Although the GFS model has increased moisture chances during the next 10 days compared to last week, there is no signal currently for widespread moisture. All of the precipitation chances shown by the GFS models occur during the late evening and overnight hours. The following dates indicate the when the GFS hints at possible precipitation development during the evening hours, which would continue into the following morning:

  • July 12 — Southern Panhandle – southwest Nebraska
  • July 13 — South-central Nebraska
  • July 14 — Eastern half of Nebraska
  • July 16 — Northwest half of Nebraska
  • July 18 — North-central and northeast Nebraska
  • July 19 — Eastern half of Nebraska
  • July 20 — Central third of Nebraska

The GFS model then indicates that the next precipitation opportunity would occur July 27-28 across the western third of the state.

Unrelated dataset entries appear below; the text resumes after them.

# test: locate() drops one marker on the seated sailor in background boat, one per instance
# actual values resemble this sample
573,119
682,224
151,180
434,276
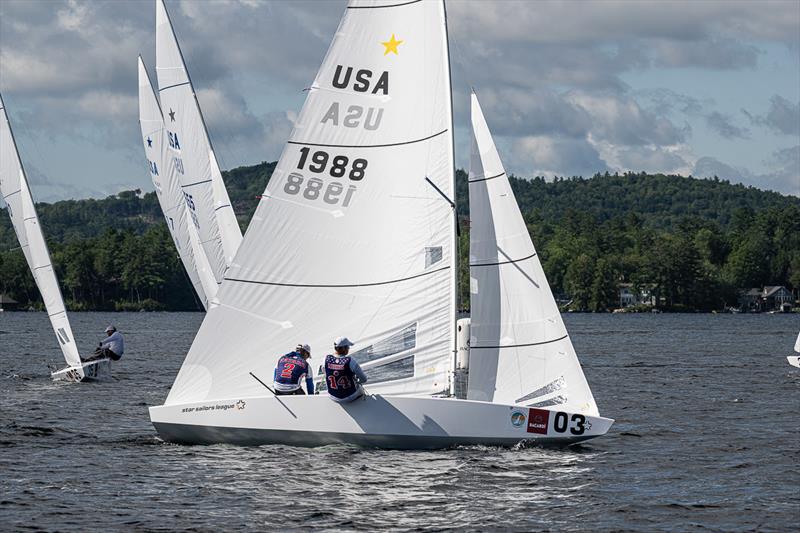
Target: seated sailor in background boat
343,375
291,370
112,347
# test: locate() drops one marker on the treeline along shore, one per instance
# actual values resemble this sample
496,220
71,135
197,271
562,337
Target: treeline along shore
689,244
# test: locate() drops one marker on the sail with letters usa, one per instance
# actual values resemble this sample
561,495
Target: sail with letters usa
356,236
19,203
190,152
170,194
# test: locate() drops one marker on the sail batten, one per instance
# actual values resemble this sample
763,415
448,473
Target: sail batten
22,211
520,351
349,237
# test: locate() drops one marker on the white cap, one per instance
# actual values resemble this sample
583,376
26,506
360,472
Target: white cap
341,342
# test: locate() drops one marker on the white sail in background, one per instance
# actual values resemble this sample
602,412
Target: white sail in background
350,237
520,351
170,194
17,196
192,155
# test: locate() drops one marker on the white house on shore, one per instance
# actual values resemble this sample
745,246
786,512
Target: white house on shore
629,295
769,298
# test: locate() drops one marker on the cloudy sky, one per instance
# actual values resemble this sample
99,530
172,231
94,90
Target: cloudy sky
569,88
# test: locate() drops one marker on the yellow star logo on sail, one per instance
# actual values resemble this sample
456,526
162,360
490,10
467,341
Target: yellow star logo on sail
391,45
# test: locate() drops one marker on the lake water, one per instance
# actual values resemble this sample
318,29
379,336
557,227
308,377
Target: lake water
707,438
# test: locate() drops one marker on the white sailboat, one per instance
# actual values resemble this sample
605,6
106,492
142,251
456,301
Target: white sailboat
170,194
191,153
794,360
356,236
19,203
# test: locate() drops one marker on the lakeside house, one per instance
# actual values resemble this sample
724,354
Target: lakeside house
769,298
7,303
630,295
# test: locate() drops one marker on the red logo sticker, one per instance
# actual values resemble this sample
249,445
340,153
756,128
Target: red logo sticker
537,421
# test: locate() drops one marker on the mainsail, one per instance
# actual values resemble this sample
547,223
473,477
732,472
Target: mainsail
355,232
17,196
192,154
170,194
520,351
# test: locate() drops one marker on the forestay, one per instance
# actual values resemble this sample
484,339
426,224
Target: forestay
520,351
17,196
350,237
190,150
169,192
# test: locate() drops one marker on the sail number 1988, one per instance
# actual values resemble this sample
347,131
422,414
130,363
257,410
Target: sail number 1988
321,162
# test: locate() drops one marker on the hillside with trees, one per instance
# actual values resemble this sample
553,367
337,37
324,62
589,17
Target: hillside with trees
693,242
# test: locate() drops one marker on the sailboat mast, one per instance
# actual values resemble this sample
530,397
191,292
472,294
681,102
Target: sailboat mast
189,77
454,246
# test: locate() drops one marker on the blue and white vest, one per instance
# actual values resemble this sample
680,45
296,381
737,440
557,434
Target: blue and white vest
290,369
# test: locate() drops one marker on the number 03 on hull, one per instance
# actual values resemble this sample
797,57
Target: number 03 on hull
375,421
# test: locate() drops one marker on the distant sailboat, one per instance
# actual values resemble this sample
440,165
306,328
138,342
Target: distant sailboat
356,236
794,360
19,203
191,153
170,194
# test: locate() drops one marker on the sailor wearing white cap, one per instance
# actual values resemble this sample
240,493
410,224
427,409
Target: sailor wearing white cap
343,375
292,368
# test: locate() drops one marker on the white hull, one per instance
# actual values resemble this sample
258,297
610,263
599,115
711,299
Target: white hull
374,421
93,370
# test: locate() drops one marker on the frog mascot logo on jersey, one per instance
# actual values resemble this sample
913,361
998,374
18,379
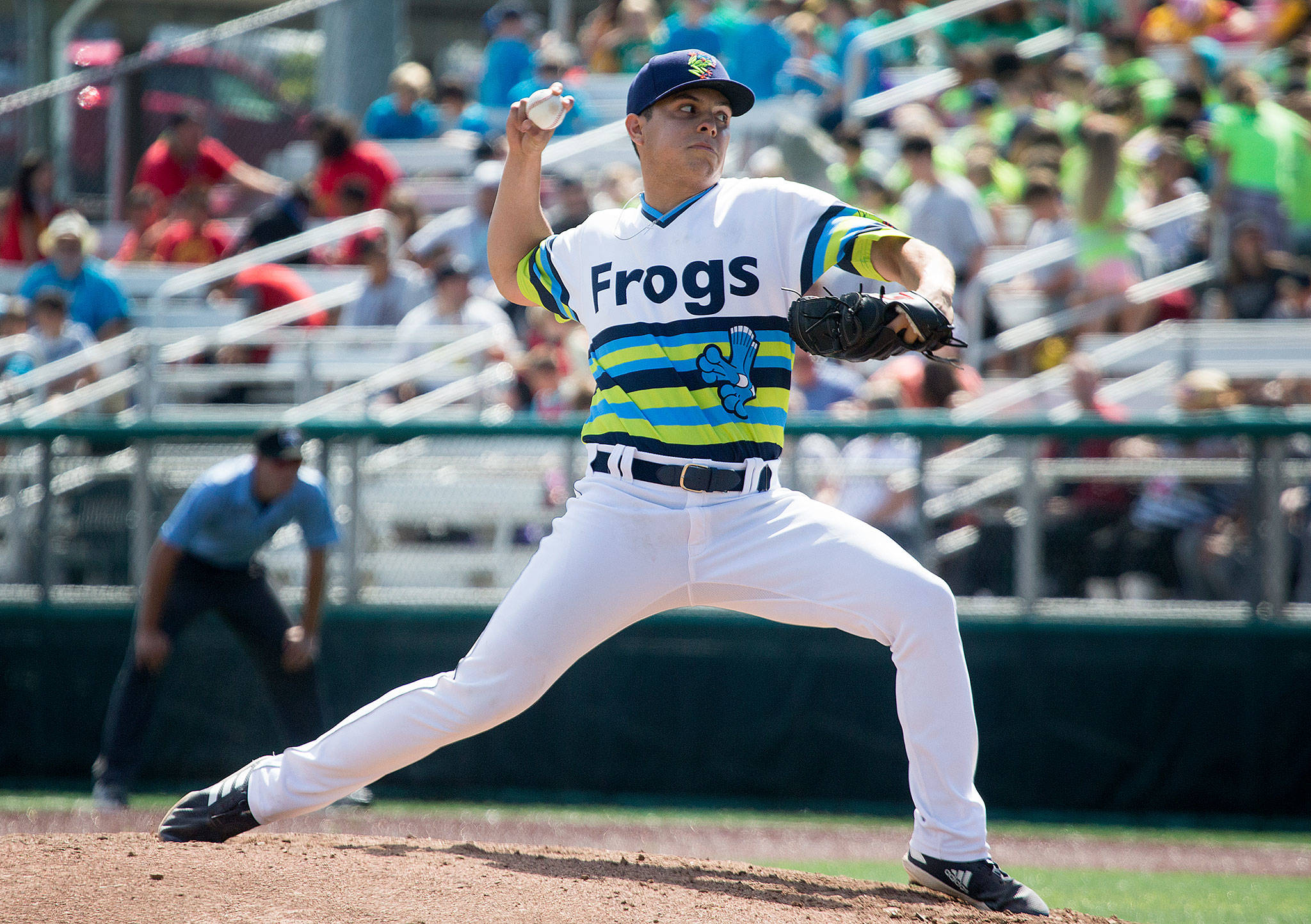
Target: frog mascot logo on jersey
732,375
702,65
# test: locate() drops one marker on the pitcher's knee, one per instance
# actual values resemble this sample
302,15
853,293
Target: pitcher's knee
929,611
488,703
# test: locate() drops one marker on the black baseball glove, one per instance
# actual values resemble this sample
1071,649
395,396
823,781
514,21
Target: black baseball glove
857,325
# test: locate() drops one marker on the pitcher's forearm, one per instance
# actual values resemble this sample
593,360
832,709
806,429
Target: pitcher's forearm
517,225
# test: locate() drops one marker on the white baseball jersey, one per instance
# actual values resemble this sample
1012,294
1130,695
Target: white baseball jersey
689,311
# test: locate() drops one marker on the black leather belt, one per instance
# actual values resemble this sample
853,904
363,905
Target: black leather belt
693,477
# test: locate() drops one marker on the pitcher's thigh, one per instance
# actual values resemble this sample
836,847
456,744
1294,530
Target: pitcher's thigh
792,559
591,577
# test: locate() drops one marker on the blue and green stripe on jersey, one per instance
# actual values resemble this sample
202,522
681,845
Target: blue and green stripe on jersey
650,395
843,237
539,280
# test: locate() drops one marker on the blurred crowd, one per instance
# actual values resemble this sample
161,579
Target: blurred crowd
1152,105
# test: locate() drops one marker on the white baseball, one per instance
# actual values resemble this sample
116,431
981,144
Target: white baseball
545,109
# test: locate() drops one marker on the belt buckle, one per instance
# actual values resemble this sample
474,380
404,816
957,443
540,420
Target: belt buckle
682,479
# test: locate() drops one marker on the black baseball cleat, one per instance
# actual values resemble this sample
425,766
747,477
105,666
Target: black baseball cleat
211,814
977,882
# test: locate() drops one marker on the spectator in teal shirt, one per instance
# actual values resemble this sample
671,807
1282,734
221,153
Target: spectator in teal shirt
690,28
759,49
405,113
456,112
95,299
840,16
508,60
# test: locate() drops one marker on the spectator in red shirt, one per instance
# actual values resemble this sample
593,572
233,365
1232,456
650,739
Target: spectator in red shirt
184,156
344,159
145,209
193,236
262,289
1084,520
351,200
31,209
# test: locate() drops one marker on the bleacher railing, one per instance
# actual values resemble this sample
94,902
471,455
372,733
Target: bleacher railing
401,474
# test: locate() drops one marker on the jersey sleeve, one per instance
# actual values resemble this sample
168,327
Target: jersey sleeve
542,283
821,232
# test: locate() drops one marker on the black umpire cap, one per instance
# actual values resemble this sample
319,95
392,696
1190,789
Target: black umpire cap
285,443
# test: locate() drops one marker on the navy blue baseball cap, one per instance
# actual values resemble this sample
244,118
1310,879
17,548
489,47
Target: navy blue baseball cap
684,70
285,443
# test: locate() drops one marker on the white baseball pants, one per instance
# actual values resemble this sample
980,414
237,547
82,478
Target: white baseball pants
627,550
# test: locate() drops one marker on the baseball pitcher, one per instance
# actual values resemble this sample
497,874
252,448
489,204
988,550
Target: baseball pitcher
686,299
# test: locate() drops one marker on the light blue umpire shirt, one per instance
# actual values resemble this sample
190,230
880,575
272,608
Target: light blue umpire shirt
220,520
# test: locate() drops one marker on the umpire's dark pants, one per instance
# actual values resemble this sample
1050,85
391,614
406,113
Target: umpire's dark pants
250,606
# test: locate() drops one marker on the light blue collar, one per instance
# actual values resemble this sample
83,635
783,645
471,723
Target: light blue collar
666,218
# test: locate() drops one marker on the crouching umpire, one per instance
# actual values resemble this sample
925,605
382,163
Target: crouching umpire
205,560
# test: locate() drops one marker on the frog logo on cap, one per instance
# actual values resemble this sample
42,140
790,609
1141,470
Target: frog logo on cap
702,65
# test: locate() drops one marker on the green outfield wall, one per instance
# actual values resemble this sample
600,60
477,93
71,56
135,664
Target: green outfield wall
712,705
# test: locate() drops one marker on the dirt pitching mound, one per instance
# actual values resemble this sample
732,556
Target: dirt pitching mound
303,879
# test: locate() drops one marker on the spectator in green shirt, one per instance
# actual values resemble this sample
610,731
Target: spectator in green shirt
1257,146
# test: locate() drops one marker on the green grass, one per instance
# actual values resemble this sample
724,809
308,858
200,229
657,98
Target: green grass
57,800
1149,898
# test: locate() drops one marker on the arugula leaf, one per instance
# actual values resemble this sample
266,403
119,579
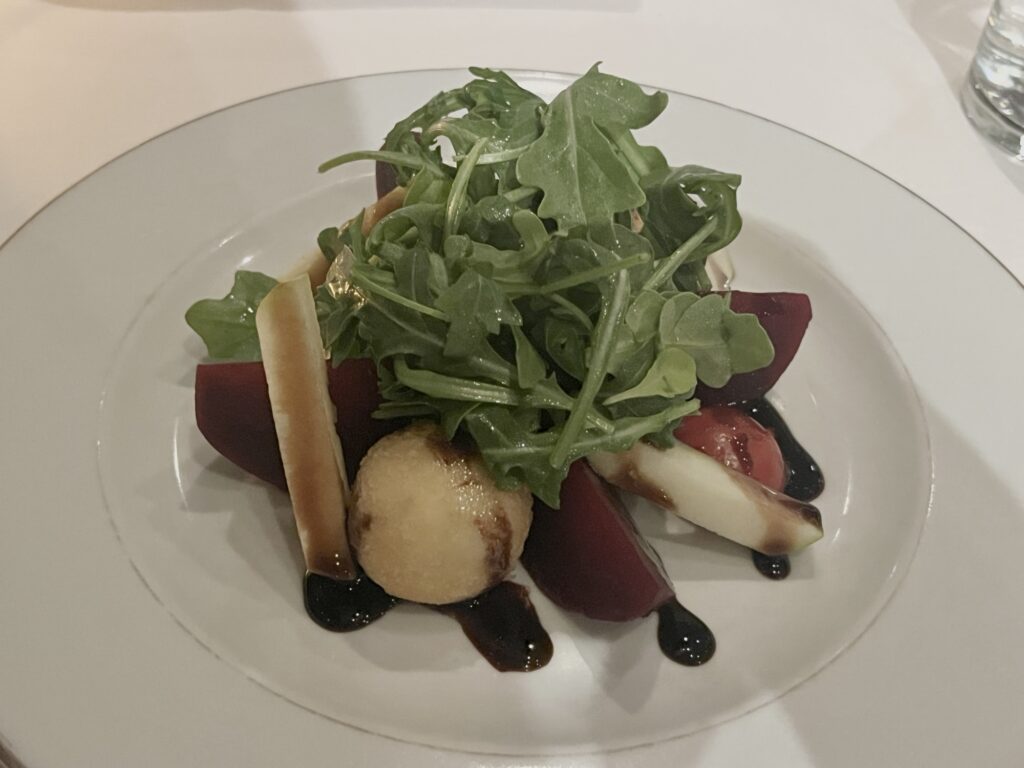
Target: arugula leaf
584,179
680,202
721,342
674,373
476,306
227,326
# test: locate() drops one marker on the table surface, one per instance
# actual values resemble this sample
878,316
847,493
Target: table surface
82,81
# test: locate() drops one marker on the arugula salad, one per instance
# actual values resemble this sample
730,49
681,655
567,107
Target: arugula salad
531,285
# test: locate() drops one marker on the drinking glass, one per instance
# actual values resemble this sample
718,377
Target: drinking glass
993,93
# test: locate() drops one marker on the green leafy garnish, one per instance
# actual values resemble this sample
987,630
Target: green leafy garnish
543,293
227,326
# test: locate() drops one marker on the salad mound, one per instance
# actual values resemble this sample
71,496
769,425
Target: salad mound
544,294
531,284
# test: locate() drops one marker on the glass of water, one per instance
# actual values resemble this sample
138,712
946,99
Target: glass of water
993,93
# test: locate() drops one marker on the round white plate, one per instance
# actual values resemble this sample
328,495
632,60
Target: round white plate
125,539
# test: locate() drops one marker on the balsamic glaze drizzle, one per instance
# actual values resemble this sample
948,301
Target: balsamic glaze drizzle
804,482
683,637
345,606
775,567
504,627
502,623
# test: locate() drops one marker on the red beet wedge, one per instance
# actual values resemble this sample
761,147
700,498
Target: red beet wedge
232,412
589,557
784,316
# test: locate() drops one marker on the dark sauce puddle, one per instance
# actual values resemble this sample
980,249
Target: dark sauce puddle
805,481
504,627
502,623
682,636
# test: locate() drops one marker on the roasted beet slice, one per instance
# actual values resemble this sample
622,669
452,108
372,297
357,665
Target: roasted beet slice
735,439
784,316
232,412
353,390
589,557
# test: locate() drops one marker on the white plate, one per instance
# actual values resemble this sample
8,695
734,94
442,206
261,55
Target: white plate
102,647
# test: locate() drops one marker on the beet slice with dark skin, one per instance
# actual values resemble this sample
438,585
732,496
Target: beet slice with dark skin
232,412
588,556
784,317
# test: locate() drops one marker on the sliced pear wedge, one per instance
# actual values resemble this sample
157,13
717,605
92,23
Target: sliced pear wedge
311,264
696,487
304,418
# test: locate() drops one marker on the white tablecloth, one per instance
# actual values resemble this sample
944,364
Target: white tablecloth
82,81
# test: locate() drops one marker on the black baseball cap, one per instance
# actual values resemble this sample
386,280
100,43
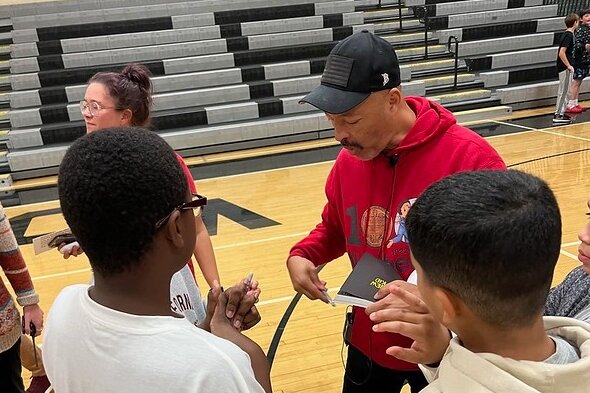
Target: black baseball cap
357,66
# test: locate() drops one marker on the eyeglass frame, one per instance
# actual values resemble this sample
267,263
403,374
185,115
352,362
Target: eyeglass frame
100,107
201,202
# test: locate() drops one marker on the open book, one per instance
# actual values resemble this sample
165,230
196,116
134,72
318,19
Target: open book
368,276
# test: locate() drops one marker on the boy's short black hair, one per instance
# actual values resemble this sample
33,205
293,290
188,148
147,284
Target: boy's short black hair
114,185
571,19
492,238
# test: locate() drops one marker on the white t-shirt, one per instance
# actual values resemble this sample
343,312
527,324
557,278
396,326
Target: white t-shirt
185,297
91,348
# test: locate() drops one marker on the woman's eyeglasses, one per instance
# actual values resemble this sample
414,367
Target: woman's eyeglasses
93,107
197,203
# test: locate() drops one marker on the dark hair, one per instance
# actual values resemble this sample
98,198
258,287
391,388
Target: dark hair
492,238
571,19
131,89
114,185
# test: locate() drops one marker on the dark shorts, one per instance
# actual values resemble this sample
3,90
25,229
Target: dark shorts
580,73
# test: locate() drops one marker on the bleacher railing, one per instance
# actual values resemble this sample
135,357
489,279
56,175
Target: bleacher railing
422,13
566,7
453,39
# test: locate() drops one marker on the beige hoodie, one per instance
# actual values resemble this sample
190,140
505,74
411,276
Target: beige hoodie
462,371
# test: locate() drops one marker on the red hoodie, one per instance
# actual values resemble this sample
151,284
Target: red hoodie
368,202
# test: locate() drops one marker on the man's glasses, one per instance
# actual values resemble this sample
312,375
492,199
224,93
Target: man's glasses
93,107
197,203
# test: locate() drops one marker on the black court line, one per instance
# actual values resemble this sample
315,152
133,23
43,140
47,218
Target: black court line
272,350
276,338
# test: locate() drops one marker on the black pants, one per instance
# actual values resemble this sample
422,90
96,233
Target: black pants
10,370
364,376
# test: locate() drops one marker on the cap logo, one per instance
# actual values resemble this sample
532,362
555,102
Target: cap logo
337,71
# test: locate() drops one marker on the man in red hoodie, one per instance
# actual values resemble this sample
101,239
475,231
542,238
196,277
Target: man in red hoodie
394,147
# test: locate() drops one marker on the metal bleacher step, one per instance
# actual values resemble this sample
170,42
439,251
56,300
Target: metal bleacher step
5,83
6,38
445,80
4,65
487,113
434,65
406,38
4,117
419,51
5,180
439,90
407,24
474,104
461,96
384,14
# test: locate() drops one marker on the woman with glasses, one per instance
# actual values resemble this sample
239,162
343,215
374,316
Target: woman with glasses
115,99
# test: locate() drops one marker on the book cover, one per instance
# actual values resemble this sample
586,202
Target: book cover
368,276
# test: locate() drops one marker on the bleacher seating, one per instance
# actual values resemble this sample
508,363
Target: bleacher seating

Even with the GFS model increasing precipitation chances over the next 10 days, the cumulative precipitation forecast from all of these events remains below 0.25 inches. Unless these events can be aided by the development of the low-level jet transporting Gulf of Mexico moisture northward during the overnight hours, these low probability events will not offset high water use demand by warm-season crops currently entering their reproductive phase. Crops, pastures and soil moisture are likely to deteriorate in non-irrigated areas over the next two weeks. If high temperatures consistently breach the middle 90s, this expected deterioration will likely be swift across areas that currently lack adequate soil moisture.